На Литейном, у здания Судебной палаты, Петр Ананьевич увидел довольно большую толпу. Подошел. Полная дама в манто вытирала платком слезы и, смеясь, говорила что-то стоящему рядом господину. Тот в ответ согласно кивал. Подле них другой солидный господин лобызался с бородатым мужиком. Шелестели слова: «конституция», «свобода», «цивилизация», «Европа». Петр Ананьевич протиснулся к афишке на стене. Прочел: «Высочайший манифест». И дальше: «Мы, Николай Вторый…» Царь объявлял о даровании невиданных в России свобод: слова, союзов, собраний…

В Совете тоже был праздник. Хрусталев-Носарь возбужденно жестикулировал, улыбался и разве что не утирал слезы, подобно барыньке на Литейном. В столь же радужном расположении духа пребывали и эсеры. Они поздравляли друг друга, пожимали руки «своим» и даже «не своим». Они и меньшевики всячески выказывали взаимную благорасположенность.

Красикова бесила восторженная слепота политических недорослей и тех, кто притворялся недорослями. Создавалось впечатление, будто для этой публики все задачи революции решены царским манифестом.

Едва только началось заседание, он попросил слова и крепко испортил им праздник. Назвал разомлевших от умиления деятелей «квазиреволюционерами», пекущимися не о действительном освобождении рабочего класса, а о «безболезненной кончине революции». Меньшевики и эсеры неистовствовали. Особенно негодовал Троцкий — обвинил Красикова в анархизме и неумении оценить реальную обстановку в России. Следует, мол, трезво взвесить соотношение противоборствующих сил…

— Не посоветоваться ли нам с господином Витте или, лучше, с самим государем? — спросил Красиков. — Они укажут перспективу.

Все заговорили одновременно. Председательствующий и не пытался возобновить порядок. Члены Исполкома кричали о непоследовательности противников, трусости, узости. Но никто никого не слушал. Так продолжалось до самого перерыва.

Выйдя покурить, Петр Ананьевич остановился у окна. На душе было гадко. И это учреждение, состоящее по преимуществу из политиков, не умеющих и не желающих понимать целей революции и роли в ней пролетариата, называется Советом рабочих депутатов?!

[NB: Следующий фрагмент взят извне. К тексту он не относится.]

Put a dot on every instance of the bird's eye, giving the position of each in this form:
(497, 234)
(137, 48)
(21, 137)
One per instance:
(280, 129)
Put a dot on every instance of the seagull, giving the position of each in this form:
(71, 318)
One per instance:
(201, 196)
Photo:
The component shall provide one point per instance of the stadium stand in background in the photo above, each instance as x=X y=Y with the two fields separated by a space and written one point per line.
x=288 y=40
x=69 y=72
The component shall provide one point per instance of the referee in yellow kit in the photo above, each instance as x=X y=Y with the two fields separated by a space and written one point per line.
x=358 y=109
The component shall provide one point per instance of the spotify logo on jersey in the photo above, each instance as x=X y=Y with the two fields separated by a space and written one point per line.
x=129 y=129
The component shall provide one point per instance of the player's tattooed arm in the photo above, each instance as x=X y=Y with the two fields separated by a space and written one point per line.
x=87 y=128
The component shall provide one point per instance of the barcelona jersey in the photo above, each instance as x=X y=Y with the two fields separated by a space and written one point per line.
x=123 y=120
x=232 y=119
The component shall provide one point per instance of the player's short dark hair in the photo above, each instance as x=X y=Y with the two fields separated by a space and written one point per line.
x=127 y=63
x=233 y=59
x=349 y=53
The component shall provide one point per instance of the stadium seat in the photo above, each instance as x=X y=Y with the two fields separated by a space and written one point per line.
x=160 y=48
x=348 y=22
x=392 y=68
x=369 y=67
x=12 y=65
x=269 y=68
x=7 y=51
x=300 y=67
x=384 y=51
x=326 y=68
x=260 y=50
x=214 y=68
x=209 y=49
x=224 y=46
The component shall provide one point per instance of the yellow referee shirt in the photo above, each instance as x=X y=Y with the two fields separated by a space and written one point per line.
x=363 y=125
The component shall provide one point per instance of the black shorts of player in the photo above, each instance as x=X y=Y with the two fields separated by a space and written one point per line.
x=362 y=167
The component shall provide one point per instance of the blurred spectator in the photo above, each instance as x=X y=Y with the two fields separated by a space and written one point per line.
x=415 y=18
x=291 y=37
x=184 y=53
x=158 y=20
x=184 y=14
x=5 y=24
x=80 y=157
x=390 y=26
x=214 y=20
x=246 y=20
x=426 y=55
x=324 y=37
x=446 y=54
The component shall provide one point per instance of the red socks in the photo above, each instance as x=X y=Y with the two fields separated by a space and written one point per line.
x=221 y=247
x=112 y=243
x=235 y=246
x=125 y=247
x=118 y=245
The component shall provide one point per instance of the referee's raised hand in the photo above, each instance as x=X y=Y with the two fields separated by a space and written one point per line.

Кто-то коснулся его плеча. Он оглянулся. Перед ним, широко улыбаясь, стоял Михаил Трегубов. Давний приятель протягивал ему руку. Красиков посмотрел на него так отчужденно, что воодушевление Михаила тотчас угасло.

С неделю еще меньшевики и эсеры ходили именинниками. Даже гибель Баумана от рук черносотенца и грандиозные похороны в Москве не насторожили их. Эта случайность, мол, ни о чем не говорит. Во всем же остальном их предсказания сбывались. Из тюрем освобождали политических. В обиход входило слово «гражданин». Полиция не чинила препятствий демонстрациям. На «скептиков-большевиков» в Совете поглядывали иронически.

Однако «прозорливцы» торжествовали недолго. В первых числах ноября стали поступать сведения о локаутах, погромах и даже новых арестах. Самодержавие устояло и теперь намеревалось покончить с революцией в короткий срок.